As companies assess their brand in the context of globalization, they are increasingly aware that Corporate Social Responsibility can be of direct economic value. Recent studies have shown that a majority of consumers will choose to spend more money on a product from a ‘sustainable’ brand. Even more, in some studies, it has been found that millennials especially – to the tune of 81 percent – favor companies with clear values. Although the prime goal of a company is to generate profits, companies can at the same time contribute to social and environmental objectives by integrating corporate social responsibility as a strategic investment into their business strategy. Highlighting social impact has an enormous impact on brand popularity – and in turn on profits.
Savvy businesses are attuned to the fact that their impact on the economic, social, and environmental sectors directly affects their relationships with investors, employees, and customers. For some brands, CSR merging into corporate strategies makes sense. Patagonia for example used their home site to express outrage in November 2017 when US Interior Secretary Ryan Zinke made moves to greatly reduce the scope of federally protected wildlands. Though criticized by some, most environmental activists teamed up with the corporation as protecting hiking territories logically coincides with Patagonia’s brand. For other CSR campaigns, activists and researchers worry CSR acts more as a public relations tool than actual action to better society.
Due to the lack of international CSR guidelines, CSR strategies within most companies still show major regulatory deficiencies. There are still complaints about multinational companies harming the environment and NGOs still denouncing human rights abuses in companies.
In 2011, the United Nations published their report on Guiding Principles on Business and Human Rights, challenging states to hold transnational corporations accountable for human rights violations committed abroad. Though no enforcement mechanism currently exists to regulate extraterritorial activities of businesses, the yearly UN Forum on Business and Human Rights hopes to address this. As the world’s largest annual gathering on business and human rights, the pressure is put on businesses to hold themselves to the same standards as the laws enforced in their home countries. Though CSR could be a helpful tool for corporations to move in this new UN-encouraged direction, some are concerned it will be a marketing and rebranding ploy only.
Critics of CSR suggest that better governmental and international regulation and enforcement, rather than voluntary measures, are necessary to ensure that companies behave in a socially responsible manner. Corporate social responsibility should therefore not be seen as a substitute for a regulation concerning social rights or environmental standards.
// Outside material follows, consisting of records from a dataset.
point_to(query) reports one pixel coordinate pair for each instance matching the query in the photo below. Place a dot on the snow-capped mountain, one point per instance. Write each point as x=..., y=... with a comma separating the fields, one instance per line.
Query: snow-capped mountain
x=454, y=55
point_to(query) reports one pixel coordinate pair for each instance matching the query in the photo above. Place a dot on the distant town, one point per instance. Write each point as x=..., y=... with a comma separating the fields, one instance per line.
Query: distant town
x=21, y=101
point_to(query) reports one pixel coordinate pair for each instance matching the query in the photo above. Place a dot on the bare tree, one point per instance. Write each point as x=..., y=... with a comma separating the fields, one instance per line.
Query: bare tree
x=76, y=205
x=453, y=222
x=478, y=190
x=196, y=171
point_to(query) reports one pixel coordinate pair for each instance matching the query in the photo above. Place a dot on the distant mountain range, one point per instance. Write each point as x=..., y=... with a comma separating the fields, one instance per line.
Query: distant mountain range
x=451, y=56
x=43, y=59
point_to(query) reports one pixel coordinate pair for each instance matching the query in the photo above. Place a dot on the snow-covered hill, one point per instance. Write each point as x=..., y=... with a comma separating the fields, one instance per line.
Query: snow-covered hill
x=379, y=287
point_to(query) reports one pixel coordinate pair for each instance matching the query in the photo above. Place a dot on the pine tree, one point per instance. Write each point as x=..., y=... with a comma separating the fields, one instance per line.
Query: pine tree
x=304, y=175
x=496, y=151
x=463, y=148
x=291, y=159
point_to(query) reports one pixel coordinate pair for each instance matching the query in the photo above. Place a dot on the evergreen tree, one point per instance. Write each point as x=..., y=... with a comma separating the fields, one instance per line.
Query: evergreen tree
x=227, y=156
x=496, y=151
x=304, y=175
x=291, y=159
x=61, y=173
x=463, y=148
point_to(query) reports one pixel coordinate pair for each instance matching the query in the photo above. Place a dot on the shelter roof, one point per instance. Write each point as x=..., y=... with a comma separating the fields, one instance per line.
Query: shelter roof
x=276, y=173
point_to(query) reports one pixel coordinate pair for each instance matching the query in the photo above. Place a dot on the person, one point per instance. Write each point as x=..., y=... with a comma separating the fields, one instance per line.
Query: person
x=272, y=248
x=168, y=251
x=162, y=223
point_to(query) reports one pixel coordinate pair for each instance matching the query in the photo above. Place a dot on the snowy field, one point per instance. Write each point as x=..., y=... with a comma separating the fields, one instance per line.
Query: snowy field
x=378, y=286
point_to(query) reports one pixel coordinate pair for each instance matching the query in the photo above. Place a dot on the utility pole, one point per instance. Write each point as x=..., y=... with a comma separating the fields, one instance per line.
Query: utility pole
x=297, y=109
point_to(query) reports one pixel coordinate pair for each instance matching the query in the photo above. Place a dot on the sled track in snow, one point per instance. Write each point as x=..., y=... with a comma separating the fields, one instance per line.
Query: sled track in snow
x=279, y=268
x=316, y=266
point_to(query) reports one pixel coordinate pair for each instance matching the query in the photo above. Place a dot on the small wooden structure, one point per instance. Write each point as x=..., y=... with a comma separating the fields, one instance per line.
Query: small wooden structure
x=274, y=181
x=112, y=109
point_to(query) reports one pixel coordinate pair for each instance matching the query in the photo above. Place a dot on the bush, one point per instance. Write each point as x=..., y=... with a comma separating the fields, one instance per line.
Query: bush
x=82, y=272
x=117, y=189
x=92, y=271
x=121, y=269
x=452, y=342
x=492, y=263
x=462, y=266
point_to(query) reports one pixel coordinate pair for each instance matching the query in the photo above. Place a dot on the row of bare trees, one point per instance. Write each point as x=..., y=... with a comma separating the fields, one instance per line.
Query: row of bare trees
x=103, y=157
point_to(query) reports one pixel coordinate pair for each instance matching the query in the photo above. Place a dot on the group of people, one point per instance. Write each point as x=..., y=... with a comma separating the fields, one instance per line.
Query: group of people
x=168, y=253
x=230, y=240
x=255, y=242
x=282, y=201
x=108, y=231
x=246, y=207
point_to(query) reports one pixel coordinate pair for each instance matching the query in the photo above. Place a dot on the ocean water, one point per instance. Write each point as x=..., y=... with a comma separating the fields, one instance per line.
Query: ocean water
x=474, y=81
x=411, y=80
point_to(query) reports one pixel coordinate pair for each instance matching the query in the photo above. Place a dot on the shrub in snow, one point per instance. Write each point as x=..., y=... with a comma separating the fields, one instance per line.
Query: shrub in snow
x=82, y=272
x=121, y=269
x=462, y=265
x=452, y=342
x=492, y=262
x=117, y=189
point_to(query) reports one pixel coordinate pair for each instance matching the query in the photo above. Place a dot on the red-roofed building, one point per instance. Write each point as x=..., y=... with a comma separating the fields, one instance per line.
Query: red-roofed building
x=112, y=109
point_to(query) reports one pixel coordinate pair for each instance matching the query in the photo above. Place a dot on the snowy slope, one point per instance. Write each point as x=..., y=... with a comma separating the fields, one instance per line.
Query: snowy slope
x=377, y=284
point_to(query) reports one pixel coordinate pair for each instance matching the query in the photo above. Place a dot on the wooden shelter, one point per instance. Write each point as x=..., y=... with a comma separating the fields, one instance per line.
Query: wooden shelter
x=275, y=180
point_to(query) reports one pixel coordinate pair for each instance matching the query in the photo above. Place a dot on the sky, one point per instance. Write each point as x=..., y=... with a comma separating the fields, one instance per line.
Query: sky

Others accuse CSR programs undertaken by multinational companies in particular of distracting the public from ethical questions posed by their core operations. “Greenwashing” has become a major concern as many corporations that market social responsibility has yet to adopt management practices that reflect it. One clear-cut example is the greenwashing being done by the fossil fuel industry, hoping to rebrand in light of global climate action.